I think the fact that I am just as active as ever is in part due to political action being in my blood. While my life is much wider than just politics, I have come to realise that involvement in social change movements is integral to my being. I suspect it was inevitable, despite my changed circumstances, that I would find some way to continue to work on campaigns about which I feel deeply. I also came to realise that the very flexible nature of many progressive movements today allows me to fit in how and when I can.
So although evening meetings are virtually out of the question today, I am not in the thick of the action as in the past and I do not hold any ‘official’ positions, I have been able to keep my hand in. The rewards and wonders of networking, plus the technical delights of fax and electronic mail, have allowed me not only to remain active but to be part of today’s global style of campaigning.
I am writing this on my laptop computer, a tool facilitating the technical wizardry that has brought a new dimension to the nature of political campaigning. A sticker popular now with some activists-‘ have laptop, will change world’- to many might seem to be overstating the case, but it reflects the potential of this new form of communicating if it can be made widely accessible.

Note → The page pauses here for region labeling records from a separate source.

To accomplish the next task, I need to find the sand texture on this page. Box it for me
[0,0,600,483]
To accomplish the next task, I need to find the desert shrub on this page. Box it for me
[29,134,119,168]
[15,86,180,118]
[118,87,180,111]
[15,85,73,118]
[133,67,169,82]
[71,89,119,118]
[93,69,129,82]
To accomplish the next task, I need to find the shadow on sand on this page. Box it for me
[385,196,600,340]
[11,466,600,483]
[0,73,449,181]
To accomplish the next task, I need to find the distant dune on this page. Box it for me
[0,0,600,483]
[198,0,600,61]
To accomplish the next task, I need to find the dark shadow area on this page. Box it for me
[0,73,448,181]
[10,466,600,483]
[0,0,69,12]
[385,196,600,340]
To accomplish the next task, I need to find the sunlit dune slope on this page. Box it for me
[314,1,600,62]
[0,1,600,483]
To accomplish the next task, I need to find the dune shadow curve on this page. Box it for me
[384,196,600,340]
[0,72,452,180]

Life as a single parent has brought changes in most aspects of my life. More than anything in my 42 years it has shown me the entrenched discrimination women continue to suffer. Although I had naturally seen and read about the inequality women are subjected to in virtually every aspect of their lives, being a single parent was my first direct experience with something that for years I had spoken, written and protested about. That old saying, ‘experience is the best teacher’ is so true. These years have given me some appreciation of how hard so many women’s lives still are.
At the same time, my years as a single parent have been wonderful. Friendships have grown, particularly amongst a vast network of single mothers. More than anything it has been the support and encouragement from my single mother friends that has enabled me practically, and empowered me emotionally, to remain politically active.

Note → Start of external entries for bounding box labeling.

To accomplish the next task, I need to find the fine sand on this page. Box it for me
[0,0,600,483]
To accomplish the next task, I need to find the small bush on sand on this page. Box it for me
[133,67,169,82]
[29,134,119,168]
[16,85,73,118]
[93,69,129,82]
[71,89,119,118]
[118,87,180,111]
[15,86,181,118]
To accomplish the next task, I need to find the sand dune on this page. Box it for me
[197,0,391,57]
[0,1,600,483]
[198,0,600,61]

For the past few years much of my political activity has been in the environment movement, working on campaigns to protect rainforests and safeguard the rights of indigenous peoples, whose homes are these forests. This work involves lobbying the Australian government on its own overseas aid programs, particularly its association with the World Bank and other multi-lateral development agencies. Our demands are that the Australian government support only those development projects that are socially and ecologically beneficial.

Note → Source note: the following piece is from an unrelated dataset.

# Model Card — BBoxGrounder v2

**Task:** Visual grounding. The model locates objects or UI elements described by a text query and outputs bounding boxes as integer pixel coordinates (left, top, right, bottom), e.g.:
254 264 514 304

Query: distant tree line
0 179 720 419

This work gives expression to my belief in the necessity to fundamentally challenge and change the exploitative basis of capitalist economic relations.
As we near the end of this century, there appears to be a greater political awareness that the gross inequality between men and women, peoples of different countries, and nations themselves, is immoral and must change. At the same time, the gap between these groups is forever widening with women always at the bottom.
But the struggle will endure and I feel fortunate to have been involved as I have been. I care deeply that the world should be a safer, cleaner, healthier and freer place for all life.